L’hypothèse de styles d’apprentissage individualisés est née dans les années 1970 dans les pays anglo-saxons, où elle a grandement influencé l’éducation[4]. Ses adeptes recommandaient aux enseignants d’évaluer les styles d’apprentissage de leurs apprenants pour adapter leurs méthodes d’enseignement afin de répondre au mieux au style d’apprentissage de chaque apprenant. Peu d’études ont réussi à valider le concept de styles d’apprentissage en éducation, hormis les préférences exprimées par certains individus sur la façon dont ils préfèrent recevoir de l’information[4]. Les détracteurs de cette théorie affirment qu’il n’existe aucune preuve que l’identification du style d’apprentissage d’un apprenant produise de meilleurs résultats. Il existe en revanche des preuves de problèmes empiriques et pédagogiques liés à l’utilisation de tâches d’apprentissage pour « correspondre à des différences de manière individualisée[5]. » Des études bien conçues contredisent l’hypothèse fort répandue du « maillage », selon laquelle l’apprenant apprendrait mieux en apprenant avec une méthode jugée comme appropriée à son style d’apprentissage[4].

Mise en gardeModifier

Le concept de modes d’apprentissage a fait l’objet de critiques substantielles de la part des scientifiques qui se sont livrés à l’examen de vastes corpus de recherche[6],[4]. Au regard de la force probante des éléments de preuve en défaveur des styles d’apprentissage, les enseignants, les concepteurs pédagogiques, formateurs, professeurs (et tous les professionnels de l’éducation et d’apprentissage) sont invités à faire preuve d’un scepticisme marqué vis-à-vis l’utilisation de l’approche des modes d’apprentissage pour tenter d’améliorer les résultats de l’apprentissage, faute d'étude probante. Un article soumis à un comité de lecture de 2015 a conclu que : « Les théories des styles d'apprentissage ne marchent pas, et il est de notre responsabilité de s’assurer que les élèves le savent[7]. » Les psychologues Scott Lilienfeld, Barry Beyerstein et leurs collègues ont mis l’idée que « les élèves apprennent mieux lorsque les styles d'enseignement sont adaptés à leurs styles d’apprentissage au nombre des « 50 grands mythes de la psychologie populaire[8] » avant de résumer quelques raisons pertinentes de ne pas croire à ce « mythe[8] ».

SchémaModifier

Une étude des publications scientifiques menée en 2004 ayant identifié jusqu’à 71 différentes théories de styles d’apprentissage[6], toute tentative de description des styles d’apprentissage donc est, par définition, difficile à accomplir dans la mesure où, en l’absence de toute validation scientifique objective, chaque définition se limite ipso facto à des témoignages empiriques voués à varier selon chaque praticien.
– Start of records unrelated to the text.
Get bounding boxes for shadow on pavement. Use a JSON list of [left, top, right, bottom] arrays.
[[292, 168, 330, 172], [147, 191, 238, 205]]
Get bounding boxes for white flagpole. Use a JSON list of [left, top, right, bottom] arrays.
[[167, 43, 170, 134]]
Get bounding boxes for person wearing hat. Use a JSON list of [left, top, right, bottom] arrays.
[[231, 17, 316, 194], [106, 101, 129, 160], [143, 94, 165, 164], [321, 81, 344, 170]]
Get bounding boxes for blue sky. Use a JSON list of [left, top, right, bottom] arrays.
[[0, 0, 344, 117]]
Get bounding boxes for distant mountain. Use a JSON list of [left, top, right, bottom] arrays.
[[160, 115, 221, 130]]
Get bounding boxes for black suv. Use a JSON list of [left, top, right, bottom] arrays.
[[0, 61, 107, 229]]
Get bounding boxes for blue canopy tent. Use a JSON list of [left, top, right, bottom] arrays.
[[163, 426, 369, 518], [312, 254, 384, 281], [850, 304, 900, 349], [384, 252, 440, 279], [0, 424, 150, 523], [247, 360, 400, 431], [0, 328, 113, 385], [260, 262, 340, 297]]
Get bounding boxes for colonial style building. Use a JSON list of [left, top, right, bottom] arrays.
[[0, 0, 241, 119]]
Schématiquement, selon la théorie des styles d’apprentissage, les apprenants auditifs mémoriseraient grâce à l’écoute de signaux sonores. Il leur serait presque impossible de comprendre quoi que ce soit sans son en arrière-plan. Les apprenants visuels, eux, se représenteraient les informations de façon spatiale, avec des images qui leur permettraient de se concentrer sur le sens, de réorganiser et de regrouper des idées similaires. Les tenants des théories de style d’apprentissage ne parviennent même pas à se mettre d’accord sur ce qu’est un apprenant kinesthésique : pour Rita Dunn, l’apprentissage kinesthésique et tactile seraient une seule et même chose[9] alors que Galeet BenZion affirme que l’apprentissage kinesthésique et l’apprentissage tactile sont des styles d’apprentissage distincts, avec des caractéristiques différentes[10]. Sinon, les apprenants kinesthésiques réaliseraient par l’action, plutôt que par la pensée. Se déplacer lors de l’apprentissage augmenterait leur compréhension. L’apprentissage kinesthésique dans tous les domaines se ferait chez l’apprenant en utilisant son corps pour exprimer une pensée, une idée ou un concept.

RéfutationsModifier

De nombreux universitaires et chercheurs ont critiqué la théorie des styles d’apprentissage. Certains psychologues et neuroscientifiques ont remis en cause la base scientifique et les théories sur lesquelles elles sont fondées. Selon Susan Greenfield, d’un point de vue neuroscientifique, la méthode est « absurde » : « Les humains ont évolué pour construire une image du monde à travers le travail à l’unisson de nos sens, qui exploitent l’immense interconnectivité présente dans le cerveau[11]. »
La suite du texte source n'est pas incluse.